At the very least, 2012 should be one step closer to the big leagues in 2012 even if that step culminates in Memphis.

Reason to be Worried #2: Wrong Hand

Marc Rzepczynski is an excellent left handed pitcher. He's also the only lefty in the system (outside of Jaime Garcia) that looks like a reasonable bet to be a good player in 2012. If you fudge some 2011 numbers and ignore everything before June, JC Romero might have recaptured his slider mid-season. If you squint real hard, Nick Additon or Barret Browning could maybe retire same handed hitters out of the bullpen in the major leagues. R.J. Swindle has gone through 5 organizations in 6 years but there could be something to him that all of those teams missed. Having a left handed reliever in the pen isn't a necessity despite what modern bullpen construction would have you believe. It is, however, a nice luxury and one that the Cardinals have struggled coping with in the past when the wrong hands go past their expiration dates.

Reason to be Excited #3: The Outfield

Matt Holliday, Carlos Beltran, Allen Craig and Jon Jay all have an important offensive trait in common: ZiPS projects each of them to be an above average offensive player. They may not be world class defenders but offense was cool way before defense. It's retro. In a lot of ways, the outfield is vastly different than what anyone thought it might look like a few years ago. Matt Holliday on a 7 year contract and the highest paid player on the team? Carlos Beltran getting the biggest contract a player with no Cardinal ties has gotten since Jason Isringhausen? (h/t Matthew Leach) 3rd base prospect Allen Craig? Colby Rasmus in Toronto and Jon Jay in center? Who knew? And yet, the outfield looks superb.

Reason to be Worried #3: Ch-ch-ch-ch-changing

Let me go all Skip Bayless on everyone for a moment: Tony LaRussa won ball games. That's what the guy did. You could question some of his on the field decision making but, on balance, he was rational and made defensible choices. You could question a lot of his off the field decision making (like seriously a truck load of it) but he also managed to get a lot out of players. More than anything else, Tony LaRussa was a foundational piece of the Cardinals and he managed the club through two World Series Championships. I won't say that I'm sad to see him go -- I'm not -- but it is reasonable to have a certain degree of apprehension about changes within coaching staff including Tony LaRussa and Dave Duncan.

The same goes for the front office. It's gone through a pretty dramatic restructure.

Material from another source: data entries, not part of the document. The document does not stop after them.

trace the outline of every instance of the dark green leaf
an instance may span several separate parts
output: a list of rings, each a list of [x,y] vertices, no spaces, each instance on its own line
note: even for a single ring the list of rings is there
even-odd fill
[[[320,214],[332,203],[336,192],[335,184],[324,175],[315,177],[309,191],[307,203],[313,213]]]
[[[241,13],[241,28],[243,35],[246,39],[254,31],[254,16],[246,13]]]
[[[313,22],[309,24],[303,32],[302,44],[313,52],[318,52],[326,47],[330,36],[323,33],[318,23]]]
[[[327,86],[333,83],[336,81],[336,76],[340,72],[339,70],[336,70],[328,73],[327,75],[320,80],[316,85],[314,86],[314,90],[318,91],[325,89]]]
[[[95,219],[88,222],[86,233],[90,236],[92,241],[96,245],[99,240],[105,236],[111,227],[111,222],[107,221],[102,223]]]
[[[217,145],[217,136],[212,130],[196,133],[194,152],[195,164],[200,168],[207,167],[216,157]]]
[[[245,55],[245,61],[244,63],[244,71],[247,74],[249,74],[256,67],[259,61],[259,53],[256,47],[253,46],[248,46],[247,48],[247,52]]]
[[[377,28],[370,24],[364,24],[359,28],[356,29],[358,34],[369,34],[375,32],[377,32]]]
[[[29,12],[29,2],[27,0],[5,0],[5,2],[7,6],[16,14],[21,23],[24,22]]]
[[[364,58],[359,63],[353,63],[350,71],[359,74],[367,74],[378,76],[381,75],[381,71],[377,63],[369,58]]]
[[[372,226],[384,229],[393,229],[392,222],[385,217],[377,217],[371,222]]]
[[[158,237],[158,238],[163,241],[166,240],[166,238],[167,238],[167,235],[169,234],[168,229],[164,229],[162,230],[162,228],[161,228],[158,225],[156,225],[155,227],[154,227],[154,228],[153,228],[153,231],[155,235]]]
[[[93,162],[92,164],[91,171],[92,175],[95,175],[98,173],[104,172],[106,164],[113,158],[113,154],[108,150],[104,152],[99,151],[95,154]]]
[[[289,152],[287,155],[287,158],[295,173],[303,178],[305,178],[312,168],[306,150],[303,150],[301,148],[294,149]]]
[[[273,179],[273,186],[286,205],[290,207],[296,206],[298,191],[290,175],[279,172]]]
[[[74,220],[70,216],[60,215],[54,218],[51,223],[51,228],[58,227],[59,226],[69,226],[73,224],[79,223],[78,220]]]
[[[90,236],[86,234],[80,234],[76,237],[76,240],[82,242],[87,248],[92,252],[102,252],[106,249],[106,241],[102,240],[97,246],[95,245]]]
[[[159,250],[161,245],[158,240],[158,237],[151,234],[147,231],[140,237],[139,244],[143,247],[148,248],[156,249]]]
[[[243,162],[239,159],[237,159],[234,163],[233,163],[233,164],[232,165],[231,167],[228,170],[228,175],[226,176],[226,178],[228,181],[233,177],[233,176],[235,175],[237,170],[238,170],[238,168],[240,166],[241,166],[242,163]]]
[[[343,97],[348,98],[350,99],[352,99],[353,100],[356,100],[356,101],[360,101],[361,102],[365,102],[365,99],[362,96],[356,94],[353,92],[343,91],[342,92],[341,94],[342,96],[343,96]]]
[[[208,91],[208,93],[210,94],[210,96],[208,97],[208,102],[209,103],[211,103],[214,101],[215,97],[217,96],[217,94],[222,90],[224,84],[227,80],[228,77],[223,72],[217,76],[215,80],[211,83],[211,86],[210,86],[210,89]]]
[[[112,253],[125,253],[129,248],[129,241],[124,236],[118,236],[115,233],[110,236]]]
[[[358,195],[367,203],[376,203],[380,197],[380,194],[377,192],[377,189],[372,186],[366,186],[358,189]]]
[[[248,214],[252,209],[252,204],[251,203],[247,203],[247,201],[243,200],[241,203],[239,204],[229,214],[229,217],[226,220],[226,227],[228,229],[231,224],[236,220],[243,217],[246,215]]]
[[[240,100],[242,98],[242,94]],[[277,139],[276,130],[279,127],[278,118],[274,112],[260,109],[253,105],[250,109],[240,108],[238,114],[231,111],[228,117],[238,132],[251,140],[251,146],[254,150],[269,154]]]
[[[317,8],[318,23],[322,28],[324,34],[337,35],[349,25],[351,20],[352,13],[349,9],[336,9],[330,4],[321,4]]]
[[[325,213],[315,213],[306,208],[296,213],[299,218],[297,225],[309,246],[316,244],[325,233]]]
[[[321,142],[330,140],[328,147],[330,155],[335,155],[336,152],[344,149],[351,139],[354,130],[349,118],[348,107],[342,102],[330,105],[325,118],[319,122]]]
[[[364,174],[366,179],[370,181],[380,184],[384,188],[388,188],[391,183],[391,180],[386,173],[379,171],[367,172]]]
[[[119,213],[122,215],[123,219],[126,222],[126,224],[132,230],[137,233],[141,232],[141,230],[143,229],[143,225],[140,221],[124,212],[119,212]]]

In many ways, it will look like a more traditional and directly hierarchical organization. Dan Krantrovitz will lead the scouting department as a director (Jeff Luhnow had been a Vice President). Tony LaRussa's outsized influence on the team's decision making will disappear and John Mozeliak will ultimately own the teams that the Cardinals put on the field over the next 3-5 years. They will be his team managed by his people. Is that bad? Is it good? Don't know. Ask me in 5 years.

Reason to be Excited #4: 2011

Not sure if you remember this but the St. Louis Cardinals just won a World Series Championship. We beat, arguably, the best regular season ballclub in the divisional series, stomped on some hated rivals in the Championship series and then followed it up with the wildest seven games that we'll probably ever see in our lifetime. It was incredible. It was awesome. 2011 is dead. Long live 2012.